Context: when dealing with control systems, taking derivatives and integration is common, but is too error-prone, computation-intensive, and complicated. The Laplace transform of a function will allow us to deal with the system in frequency domain. As a result, derivation and integration turns into multiplication and division of \(s\), the complex frequency.


The definition of full Laplace transform is given as:

\[\mathcal L:\int_{-\infty}^\infty f(t)e^{-st}\mathrm dt\]

The function is integrated from time being \(-\infty\) to \(\infty\). However, we don’t care about what happens the time far far before. We care about the system after time 0. Thus we have the half Laplace transform:

\[\mathcal L:\int_{0^-}^\infty f(t)e^{-st}\mathrm dt\]

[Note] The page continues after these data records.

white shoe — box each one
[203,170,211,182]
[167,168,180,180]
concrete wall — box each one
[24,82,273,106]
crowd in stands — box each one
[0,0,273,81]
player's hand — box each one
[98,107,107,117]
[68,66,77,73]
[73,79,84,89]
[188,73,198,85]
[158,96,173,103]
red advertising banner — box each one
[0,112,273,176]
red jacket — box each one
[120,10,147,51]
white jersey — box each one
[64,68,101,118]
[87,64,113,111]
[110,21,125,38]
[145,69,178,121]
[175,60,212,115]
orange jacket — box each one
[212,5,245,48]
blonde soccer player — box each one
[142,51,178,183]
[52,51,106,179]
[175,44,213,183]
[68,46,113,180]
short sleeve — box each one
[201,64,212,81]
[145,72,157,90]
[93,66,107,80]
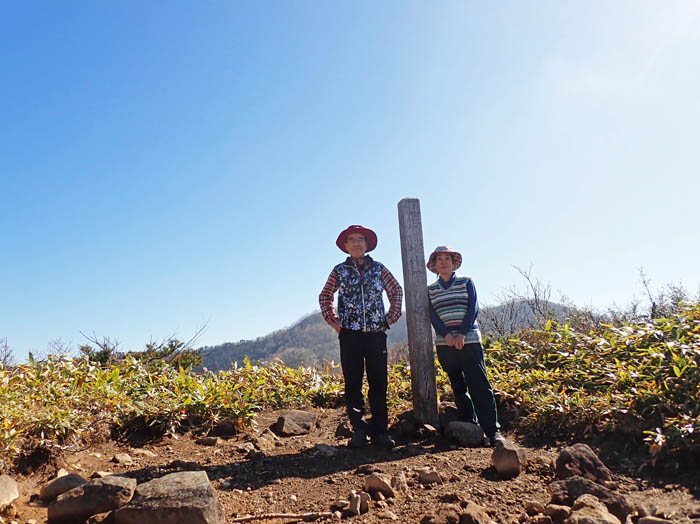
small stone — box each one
[359,491,370,514]
[492,441,527,477]
[377,509,398,520]
[289,494,297,502]
[131,448,157,457]
[417,467,441,485]
[545,503,571,521]
[330,499,349,511]
[529,516,552,524]
[91,471,115,479]
[525,500,546,515]
[111,453,133,465]
[348,493,361,515]
[364,473,395,498]
[638,518,673,524]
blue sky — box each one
[2,2,699,362]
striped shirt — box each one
[428,273,482,345]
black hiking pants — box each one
[436,341,499,438]
[339,328,388,436]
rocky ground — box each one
[2,407,700,524]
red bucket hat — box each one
[336,225,378,253]
[426,246,463,274]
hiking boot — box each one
[487,431,505,447]
[348,429,369,448]
[373,433,396,449]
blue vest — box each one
[335,257,387,332]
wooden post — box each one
[397,198,438,427]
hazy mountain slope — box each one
[199,301,564,371]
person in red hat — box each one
[426,246,504,447]
[319,225,403,448]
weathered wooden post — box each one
[397,198,438,427]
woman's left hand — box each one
[454,333,466,350]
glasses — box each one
[346,237,367,244]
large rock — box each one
[564,494,621,524]
[492,440,527,477]
[270,410,318,436]
[113,471,223,524]
[555,443,613,483]
[549,475,631,523]
[0,474,19,509]
[40,473,86,501]
[444,421,484,447]
[48,475,136,523]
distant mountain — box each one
[199,301,565,372]
[199,312,407,371]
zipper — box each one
[352,261,367,332]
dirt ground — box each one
[6,407,700,524]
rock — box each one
[525,500,546,516]
[113,471,223,524]
[492,441,527,477]
[132,448,157,457]
[251,436,276,452]
[549,475,631,523]
[564,493,621,524]
[0,475,19,510]
[40,474,86,501]
[460,501,498,524]
[555,444,613,484]
[91,471,115,479]
[378,509,399,520]
[47,476,136,523]
[270,410,318,436]
[417,467,442,485]
[55,468,69,478]
[638,518,673,524]
[528,456,555,476]
[111,453,133,466]
[364,473,395,499]
[330,499,349,511]
[359,491,370,514]
[235,442,256,454]
[391,471,411,497]
[335,422,353,438]
[348,492,362,516]
[445,421,484,447]
[530,516,553,524]
[545,504,571,521]
[195,437,222,446]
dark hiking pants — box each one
[436,342,499,438]
[339,328,388,436]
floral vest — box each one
[335,257,387,332]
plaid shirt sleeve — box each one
[319,269,340,326]
[381,266,403,325]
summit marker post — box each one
[397,198,438,427]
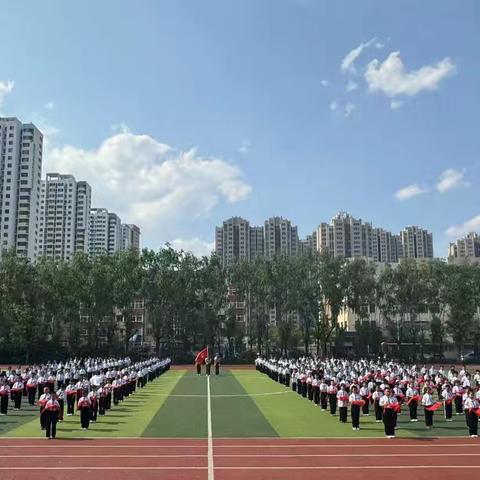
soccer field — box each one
[0,368,470,438]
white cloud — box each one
[375,42,385,49]
[341,38,377,74]
[390,100,403,110]
[394,183,428,201]
[365,51,455,98]
[45,130,252,247]
[320,79,329,87]
[436,168,468,193]
[346,80,358,92]
[238,139,251,155]
[329,100,339,112]
[344,103,356,117]
[170,237,214,257]
[446,215,480,237]
[0,79,15,108]
[44,102,55,111]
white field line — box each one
[207,374,214,480]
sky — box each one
[1,0,479,258]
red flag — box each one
[426,402,443,412]
[195,347,209,365]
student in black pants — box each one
[422,387,436,429]
[77,392,92,431]
[349,386,362,431]
[464,390,479,438]
[43,396,60,439]
[379,388,398,438]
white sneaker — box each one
[471,435,478,438]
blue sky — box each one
[1,0,479,257]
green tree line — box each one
[0,247,479,363]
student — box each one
[372,386,383,423]
[453,381,464,415]
[421,387,436,429]
[359,382,370,416]
[205,357,212,376]
[406,383,419,422]
[349,385,363,431]
[337,384,349,424]
[214,356,221,376]
[319,378,328,411]
[0,380,10,415]
[65,380,76,416]
[27,375,38,406]
[379,387,399,439]
[77,391,92,431]
[442,384,454,422]
[11,378,24,410]
[38,387,52,430]
[312,375,320,406]
[43,394,61,439]
[327,380,338,416]
[464,389,479,438]
[56,385,65,422]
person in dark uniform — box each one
[214,356,220,375]
[205,357,212,376]
[464,389,479,437]
[43,394,60,439]
[77,390,92,430]
[196,360,202,375]
[379,387,399,439]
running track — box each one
[1,437,479,480]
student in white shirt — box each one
[349,385,362,431]
[379,388,398,438]
[421,387,435,429]
[464,389,479,437]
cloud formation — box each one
[446,215,480,237]
[365,51,455,98]
[341,38,377,74]
[394,183,428,201]
[436,168,468,193]
[170,237,214,257]
[0,79,15,108]
[238,139,251,155]
[344,103,356,117]
[44,129,252,247]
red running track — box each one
[0,437,479,480]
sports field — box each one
[1,368,479,479]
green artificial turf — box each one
[142,370,208,437]
[233,369,469,438]
[0,368,471,439]
[210,371,278,437]
[1,371,183,438]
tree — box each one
[445,264,477,358]
[317,253,347,357]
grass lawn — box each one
[0,368,469,438]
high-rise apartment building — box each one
[317,212,372,259]
[399,226,434,259]
[215,216,250,265]
[448,232,480,264]
[89,208,122,255]
[121,223,141,251]
[264,216,299,258]
[249,225,264,260]
[0,117,43,260]
[74,181,92,254]
[371,228,402,263]
[38,174,92,260]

List of Laplace Transforms


\[\mathcal L\left\{\int x \mathrm dx\right\}=\frac 1 s x\]


\[\mathcal L \left\{\frac {\mathrm d}{\mathrm dt} x\right\}=sx\]

Delta Function

\[\mathcal L \left\{\delta (t)\right\}=\mathcal L \left\{\frac{\mathrm d u(t)}{\mathrm dt}\right\}=s\cdot \frac 1 s=1\]

Where \(\delta(t)\) is a “infinite spike” at \(t=0\), and \(u(t)\) is the unit step function.